The point is that the big revenue upside driving the AT&T merger with TCI was viewed as local voice services.

Instead, U.S. voice line usage peaked around 2000, with revenues peaking about 2002. And revenue growth shifted to mobility (product substitution) and internet access (fixed network).

So the question is whether a merger of Sprint and T-Mobile US, intended to strengthen the new firm’s ability to compete against Verizon and AT&T in the mobile segment, is any better, as a strategy, than spending capital and effort to gain share in the voice business was in 1998.

It already seems possible that revenue growth and value are shifting again. Where voice growth was replaced by revenue gains from mobile substitution and fixed network internet access and entertainment video, so one might well ask whether growth in the next phase might shift again.

Already, observers predict that the value of a fixed network is shifting, with more value driven by small cell backhaul and enterprise customers. Mobile account and internet access revenue growth is flat.

Others might argue that the whole point of consolidation (Sprint combining with T-Mobile US) is the ability to raise prices in the mobile segment of the business, which is the practical meaning of the argument that a merged entity could better compete with the likes of AT&T and Verizon.

On a practical level, since antitrust regulators signaled a year ago that such a combination would be challenged, it is not clear that anything major has changed.

A few such horizontal mergers have been opposed in recent years (AT&T plus T-Mobile US; Sprint plus T-Mobile US; Comcast plus Time Warner Cable). And even though vertical mergers that do not reduce the number of competitors in a market have been cleared (Comcast plus NBCUniversal; AT&T plus DirecTV), even some proposed vertical mergers (AT&T plus Time Warner) are being challenged by antitrust authorities.

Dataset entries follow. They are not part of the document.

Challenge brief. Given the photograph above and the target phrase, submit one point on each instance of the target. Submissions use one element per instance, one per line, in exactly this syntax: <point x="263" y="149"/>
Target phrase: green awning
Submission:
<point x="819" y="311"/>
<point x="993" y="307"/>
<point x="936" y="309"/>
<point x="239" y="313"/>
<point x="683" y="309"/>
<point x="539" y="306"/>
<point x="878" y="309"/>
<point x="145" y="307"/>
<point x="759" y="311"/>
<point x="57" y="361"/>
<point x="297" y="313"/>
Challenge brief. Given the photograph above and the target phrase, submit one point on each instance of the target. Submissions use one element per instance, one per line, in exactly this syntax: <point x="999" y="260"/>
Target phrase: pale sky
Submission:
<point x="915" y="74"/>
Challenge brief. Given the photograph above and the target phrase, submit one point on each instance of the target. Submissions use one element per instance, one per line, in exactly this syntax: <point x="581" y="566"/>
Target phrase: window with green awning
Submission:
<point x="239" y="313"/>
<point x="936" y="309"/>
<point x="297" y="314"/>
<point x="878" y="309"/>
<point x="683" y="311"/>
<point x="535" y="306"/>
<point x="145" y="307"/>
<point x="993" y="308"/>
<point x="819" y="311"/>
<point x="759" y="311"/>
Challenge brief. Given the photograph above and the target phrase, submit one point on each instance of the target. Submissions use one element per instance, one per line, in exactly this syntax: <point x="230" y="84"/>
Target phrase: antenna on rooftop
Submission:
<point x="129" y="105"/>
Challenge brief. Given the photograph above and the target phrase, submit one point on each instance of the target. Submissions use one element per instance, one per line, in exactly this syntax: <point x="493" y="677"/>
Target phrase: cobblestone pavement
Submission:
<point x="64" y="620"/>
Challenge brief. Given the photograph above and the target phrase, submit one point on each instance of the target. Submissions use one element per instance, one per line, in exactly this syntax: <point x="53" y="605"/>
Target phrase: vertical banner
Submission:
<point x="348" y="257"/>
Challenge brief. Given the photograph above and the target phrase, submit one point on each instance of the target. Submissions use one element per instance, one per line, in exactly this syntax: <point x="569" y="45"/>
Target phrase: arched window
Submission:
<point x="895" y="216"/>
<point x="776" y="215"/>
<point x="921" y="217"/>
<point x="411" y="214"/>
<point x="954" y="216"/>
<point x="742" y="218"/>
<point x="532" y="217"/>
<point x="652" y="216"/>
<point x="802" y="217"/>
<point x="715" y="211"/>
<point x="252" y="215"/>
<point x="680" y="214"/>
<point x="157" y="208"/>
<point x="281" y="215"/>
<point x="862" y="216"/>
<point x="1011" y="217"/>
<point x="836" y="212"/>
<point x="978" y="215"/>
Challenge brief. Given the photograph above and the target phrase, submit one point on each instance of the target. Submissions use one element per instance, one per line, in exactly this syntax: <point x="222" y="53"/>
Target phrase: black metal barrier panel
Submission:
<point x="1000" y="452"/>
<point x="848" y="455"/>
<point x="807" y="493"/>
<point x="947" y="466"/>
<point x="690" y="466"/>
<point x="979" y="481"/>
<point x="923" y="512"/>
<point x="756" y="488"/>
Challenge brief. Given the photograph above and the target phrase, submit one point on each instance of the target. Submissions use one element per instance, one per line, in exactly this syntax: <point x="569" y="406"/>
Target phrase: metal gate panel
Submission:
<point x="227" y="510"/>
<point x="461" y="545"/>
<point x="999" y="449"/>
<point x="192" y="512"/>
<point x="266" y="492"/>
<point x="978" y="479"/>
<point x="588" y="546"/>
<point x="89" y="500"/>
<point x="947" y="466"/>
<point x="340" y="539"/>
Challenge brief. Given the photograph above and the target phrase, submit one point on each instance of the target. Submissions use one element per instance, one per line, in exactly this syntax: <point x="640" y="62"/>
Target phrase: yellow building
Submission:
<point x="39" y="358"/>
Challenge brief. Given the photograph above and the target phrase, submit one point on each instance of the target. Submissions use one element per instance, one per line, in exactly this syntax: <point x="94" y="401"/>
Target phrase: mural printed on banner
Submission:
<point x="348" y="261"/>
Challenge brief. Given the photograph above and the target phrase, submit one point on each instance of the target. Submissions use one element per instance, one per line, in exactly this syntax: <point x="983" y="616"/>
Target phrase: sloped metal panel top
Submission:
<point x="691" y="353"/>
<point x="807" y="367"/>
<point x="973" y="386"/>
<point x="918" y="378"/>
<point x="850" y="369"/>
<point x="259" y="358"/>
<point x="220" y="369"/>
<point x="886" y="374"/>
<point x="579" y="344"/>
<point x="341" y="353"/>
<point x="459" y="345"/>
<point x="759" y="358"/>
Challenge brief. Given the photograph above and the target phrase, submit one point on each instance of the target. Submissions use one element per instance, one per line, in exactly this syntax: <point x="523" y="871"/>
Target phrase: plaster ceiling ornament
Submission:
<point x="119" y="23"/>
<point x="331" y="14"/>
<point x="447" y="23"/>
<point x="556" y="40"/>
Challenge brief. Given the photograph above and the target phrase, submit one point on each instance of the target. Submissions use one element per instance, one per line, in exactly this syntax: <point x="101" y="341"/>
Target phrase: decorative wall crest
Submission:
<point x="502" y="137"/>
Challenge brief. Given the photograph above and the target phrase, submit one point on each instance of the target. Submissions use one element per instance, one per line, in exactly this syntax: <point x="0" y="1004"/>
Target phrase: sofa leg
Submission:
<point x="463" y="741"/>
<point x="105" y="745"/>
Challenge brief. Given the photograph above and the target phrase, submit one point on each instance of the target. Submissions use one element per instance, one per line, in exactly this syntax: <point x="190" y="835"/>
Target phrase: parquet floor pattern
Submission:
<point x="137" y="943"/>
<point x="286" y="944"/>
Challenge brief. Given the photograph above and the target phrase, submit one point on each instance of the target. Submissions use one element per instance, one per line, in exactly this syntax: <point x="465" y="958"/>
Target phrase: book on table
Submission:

One key question is the minimum number of suppliers needed to ensure reasonable levels of competition. It is empirically unclear whether, in any market, the minimum number of suppliers is as low as two, or as high as four.

It is possible that three major contestants would still provide reasonable competition in the mobile market, even if such consolidation also allows more pricing power within the market. Of course, the markets are in motion. Long-term roles for fixed and mobile operators are fluid; new competitors are emerging and revenue sources are evolving.

At some point, when Comcast and Charter emerge as bigger providers, possibly as facilities-based suppliers, such a merger might not have the same consequences. Or, alternatively, it is possible that a Comcast or Charter actually becomes the owner of one or both of those assets.

In principle, that leaves open the possibility that the “mobile market” could still be lead by four providers (Verizon, AT&T, Comcast and Charter, each owning either Sprint or T-Mobile US). ]

Other combinations also are possible, of course.

The point is that antitrust action that was signaled a year ago still seems likely, should a Sprint-T-Mobile US merger be proposed again. And even if unopposed, the likelihood of long-term sustainable success is somewhat doubtful (the markets are changing and big mergers fail more than they succeed).